Yahweh a aussi procès avec Juda; il va châtier Jacob selon ses voies, il lui rendra selon ses œuvres.
3 In de moederschoot heeft hij zijn broer onderkropen, In zijn mannelijke kracht met God durven worstelen;
Dans le sein de sa mère, Jacob supplanta son frère, et dans sa vigueur il lutta avec Dieu.
4 Met den engel gestreden en hem overwonnen, Wenend hem om genade gesmeekt.

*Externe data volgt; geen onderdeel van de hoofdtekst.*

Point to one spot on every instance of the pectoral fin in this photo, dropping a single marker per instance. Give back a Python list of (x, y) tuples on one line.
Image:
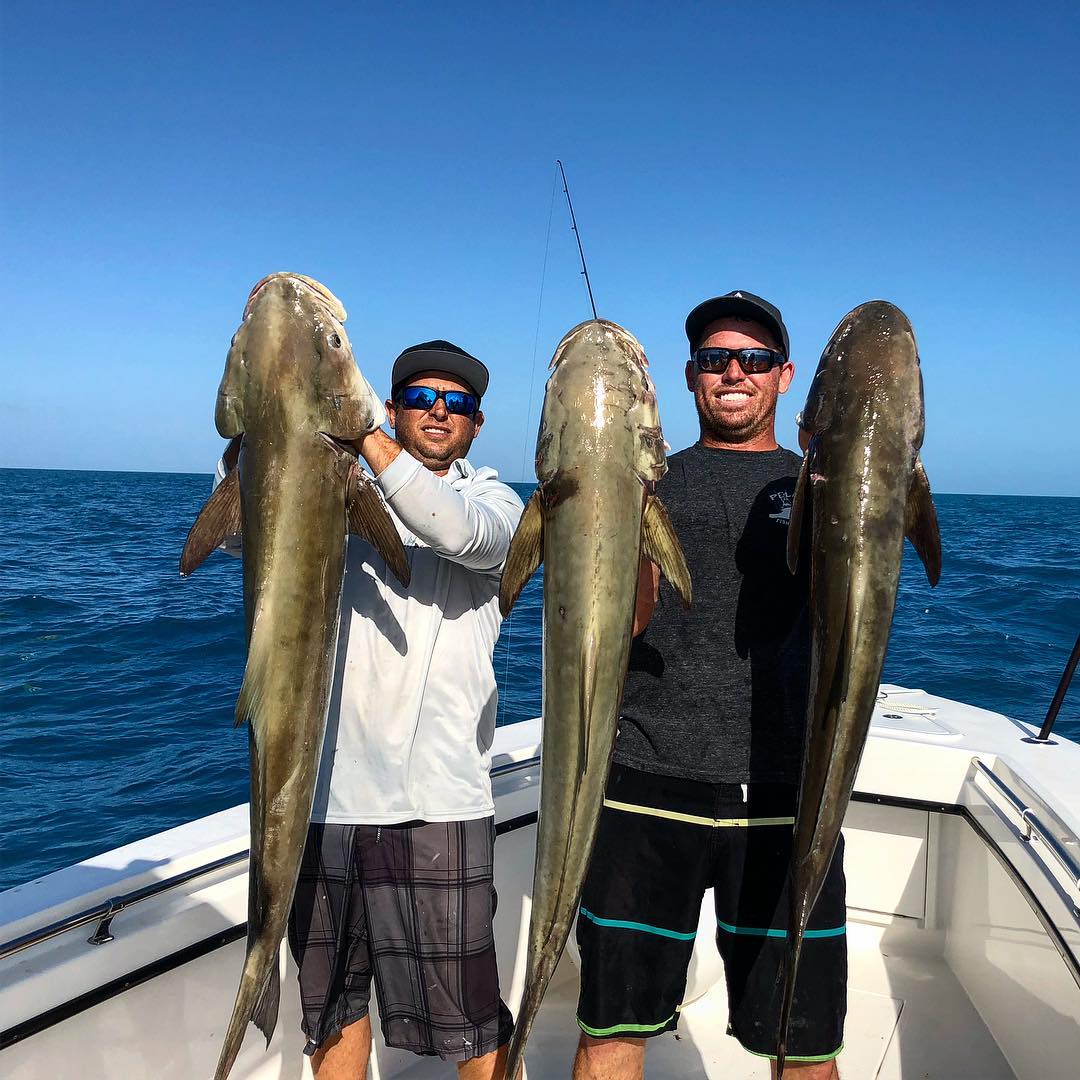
[(369, 518), (525, 555), (795, 521), (218, 518), (920, 523), (660, 544)]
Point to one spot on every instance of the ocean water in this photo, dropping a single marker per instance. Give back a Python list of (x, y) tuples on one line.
[(118, 678)]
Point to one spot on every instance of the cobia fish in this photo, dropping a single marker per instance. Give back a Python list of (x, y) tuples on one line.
[(289, 392), (863, 488), (599, 455)]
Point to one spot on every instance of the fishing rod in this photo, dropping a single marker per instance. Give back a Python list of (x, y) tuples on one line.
[(536, 341), (577, 235)]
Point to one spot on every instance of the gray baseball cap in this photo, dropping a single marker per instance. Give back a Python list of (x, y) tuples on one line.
[(440, 356), (737, 305)]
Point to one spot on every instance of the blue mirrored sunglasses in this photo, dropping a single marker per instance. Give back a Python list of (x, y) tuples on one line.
[(752, 361), (423, 397)]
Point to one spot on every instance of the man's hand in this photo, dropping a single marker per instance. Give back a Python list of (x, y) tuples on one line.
[(378, 449)]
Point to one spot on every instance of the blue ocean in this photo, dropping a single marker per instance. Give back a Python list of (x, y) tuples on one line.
[(118, 678)]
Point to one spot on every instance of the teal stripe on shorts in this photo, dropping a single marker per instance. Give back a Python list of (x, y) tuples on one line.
[(643, 927), (769, 932)]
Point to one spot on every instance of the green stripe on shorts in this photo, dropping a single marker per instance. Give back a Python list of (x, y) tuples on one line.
[(628, 1028), (796, 1057)]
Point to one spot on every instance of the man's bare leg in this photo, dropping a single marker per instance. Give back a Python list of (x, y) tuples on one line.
[(345, 1056), (611, 1060), (491, 1066), (809, 1070)]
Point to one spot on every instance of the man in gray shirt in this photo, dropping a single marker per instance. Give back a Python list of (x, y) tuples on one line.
[(706, 764)]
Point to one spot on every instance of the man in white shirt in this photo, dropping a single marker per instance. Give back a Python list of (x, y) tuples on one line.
[(396, 880)]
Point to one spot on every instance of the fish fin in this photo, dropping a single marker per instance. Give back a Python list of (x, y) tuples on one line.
[(920, 524), (265, 1014), (525, 554), (797, 515), (218, 518), (252, 690), (660, 543), (369, 518)]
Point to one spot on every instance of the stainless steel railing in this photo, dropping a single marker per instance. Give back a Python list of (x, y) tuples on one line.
[(1033, 824), (104, 913)]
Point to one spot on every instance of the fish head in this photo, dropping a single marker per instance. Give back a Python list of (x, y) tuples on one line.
[(599, 394), (291, 362), (869, 366)]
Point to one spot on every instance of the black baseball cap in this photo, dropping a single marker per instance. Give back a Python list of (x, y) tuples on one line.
[(737, 305), (440, 356)]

In Betel vond hij Hem terug; Daar sprak Jahweh tot hem,
Il lutta avec l'ange et il eut le dessus; il pleura et lui demanda grâce; il le trouva ensuite à Béthel, et là Dieu a parlé avec nous.
5 De God der heirscharen, Jahweh is zijn Naam:
Or Yahweh est le Dieu des armées, son nom est Yahweh.
6 "Met de hulp van uw God keert ge terug; Houd u aan vroomheid en recht, Blijf vertrouwen op uw God In Kanaän voor altijd!"
Et toi, tu reviendras à ton Dieu; garde la bonté et la justice, et espère en ton Dieu toujours.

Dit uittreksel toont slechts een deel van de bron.